[t]he Iraqi government will soon begin relocating Arabs who were moved to Kirkuk under an edict by Saddam Hussein to force Kurds out of the disputed northern city, officials said Saturday.The relocation is supposed to be voluntary and those who choose to leave the city will be paid about $15,000 and be given a plot of land in their home town.
The controversial step for the oil-rich city could help determine whether it becomes part of an autonomous Kurdish region, but critics warned that it would stoke sectarian tensions.
Under Saddam Hussein, thousands of Kurds were forced to leave the city, to be replaced by thousands of mostly Shiite Arabs. It was an attempt by Saddam to solidify his control of this center of Iraq's oil industry against the always-restive Kurds. After the war, many of those Kurds wanted to return to their homes but found them occupied by Arabs who were often unwilling to leave the houses they had occupied in some cases for decades.
The issue of the status of Kirkuk kept getting punted further down the field; even the Iraqi constitution didn't resolve it. So it remained, as I have mentioned several times (such as here and here), a potential flashpoint. But people are running out of field: The constitution requires a referendum to be held on the future of Kirkuk - specifically, whether or not it will be part of an autonomous Kurdish region in the north of Iraq - by the end of this year. First, however, the government needs to have moved on relocating Arab settlers and repatriating former Kurdish residents. This plan is intended to be a start on that.
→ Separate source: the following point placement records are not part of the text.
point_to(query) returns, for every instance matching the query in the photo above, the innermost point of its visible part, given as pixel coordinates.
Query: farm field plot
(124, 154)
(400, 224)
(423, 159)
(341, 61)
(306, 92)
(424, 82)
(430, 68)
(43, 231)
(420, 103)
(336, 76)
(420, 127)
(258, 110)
However, if Iraq has taught nothing else, it has taught that intentions and outcomes are not necessarily related. There is considerable fear among Arabs in Kirkuk that the program will be voluntary in name only. That fear is not unfounded: The fierce determination of the Kurds to undo the effects of Saddam is considerable, driven not only by the fact that they regard Kirkuk as a Kurdish city, but because Kirkuk would be vital either for an economically-viable Kurdistan or an economically-influential Kurdish region in Iraq, depending on their views on secession. So whether Arabs who refuse to move from homes previously occupied by Kurds will be allowed to remain in peace is, frankly, still an open question.
Toss in one more fact: There is a third ethnic grouping in Kirkuk, that of Turkmen. And just like the Kurds, Turkmen think of Kirkuk as "their" city.
Hossam Abdullah, leader of the Patriotic Turkmen Movement in Kirkuk, stated his opposition ... bluntly: "All the Turkmens will become suicide bombers to defend the Turkmen identity of Kirkuk," he said.All in all, you have a volatile mix which has remained as stable as it has as long as it has only because of a combination of forbearance and luck. The conflicts are many, the passions high, and the commitments are - or at least the rhetoric is, which might be even more dangerous - hot. In July 2005. writing about Kurdish hopes and Kirkuk, I said this:
Maybe it can be resolved. Maybe the negotiators can pull it off. So far, all anyone has done it put it off. But the time and the options for doing that are running out.It's over a year and a-half later and while there has not been the explosion I feared, neither has there been resolution. What I said then remains true today, including the possibility that an agreed settlement can be pulled off. True, that is, with one exception: It can be put off no longer.
Updated with the news that the relocation program might not happen at all. Shortly after posting this, I read Juan Cole's item that some Iraqi parliamentarians are
rebelling against the decision of the cabinet on Thursday to implement article 140 of the Iraqi constitution,the one which provides for the referendum on Kirkuk's future. "The Arab MPs." Cole says, citing the Arab-language newspaper Sawt al-Iraq, "are rethinking their approval of article 140."